Foi já com as obras concluídas, mas com o Hospital ainda a precisar de equipamentos, que foi decidido fazer a sua inauguração no dia 18 de maio de 1907. Foi uma questão de oportunidade. É que a Família Real vinha nessa altura à Guarda presidir à inauguração do Sanatório Sousa Martins e, portanto, nada melhor que dignificar com a sua presença uma obra que obrigara a tantos sacrifícios.
É verdade que a inauguração do Hospital ficou um pouco subalternizada em relação ao Sanatório, mas mesmo assim valeu a pena e constituiu para a Santa Casa e para a cidade um grande motivo de orgulho.
Simbolicamente, os doentes pobres foram transferidos do velho para o novo hospital nas melhores carruagens que a fidalguia da Guarda tinha.
O primeiro diretor clínico foi o Dr. Lobo de Carvalho e, por recomendação sua, a assistência passou a ser prestada pelas Irmãs Hospitaleiras.

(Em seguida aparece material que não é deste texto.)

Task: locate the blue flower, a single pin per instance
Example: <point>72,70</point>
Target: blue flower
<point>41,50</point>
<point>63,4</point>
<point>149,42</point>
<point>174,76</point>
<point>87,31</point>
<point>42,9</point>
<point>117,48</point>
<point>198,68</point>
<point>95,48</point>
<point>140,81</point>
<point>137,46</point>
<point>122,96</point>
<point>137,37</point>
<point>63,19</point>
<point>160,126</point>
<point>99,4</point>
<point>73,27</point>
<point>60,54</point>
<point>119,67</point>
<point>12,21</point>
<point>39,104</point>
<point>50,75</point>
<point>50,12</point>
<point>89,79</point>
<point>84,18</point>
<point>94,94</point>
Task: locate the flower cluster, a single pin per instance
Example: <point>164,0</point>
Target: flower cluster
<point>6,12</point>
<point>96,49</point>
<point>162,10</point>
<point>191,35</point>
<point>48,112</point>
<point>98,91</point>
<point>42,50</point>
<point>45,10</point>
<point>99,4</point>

Hospital Dr. Francisco dos Prazeres
O Dr. Francisco dos Prazeres foi a alma do Hospital. Quando morreu, a 22 de maio de 1918, levantou-se a ideia de lhe prestar a devida homenagem. O nome de uma rua? Uma estátua? De tudo teve, mas a mais significativa foi sem dúvida a que lhe foi prestada em 1922, atribuindo o seu nome ao hospital, pelo qual tanto tinha lutado. Em 1975 foi integrado no Sanatório Sousa Martins, daí resultando o Hospital Distrital da Guarda, hoje Hospital Sousa Martins.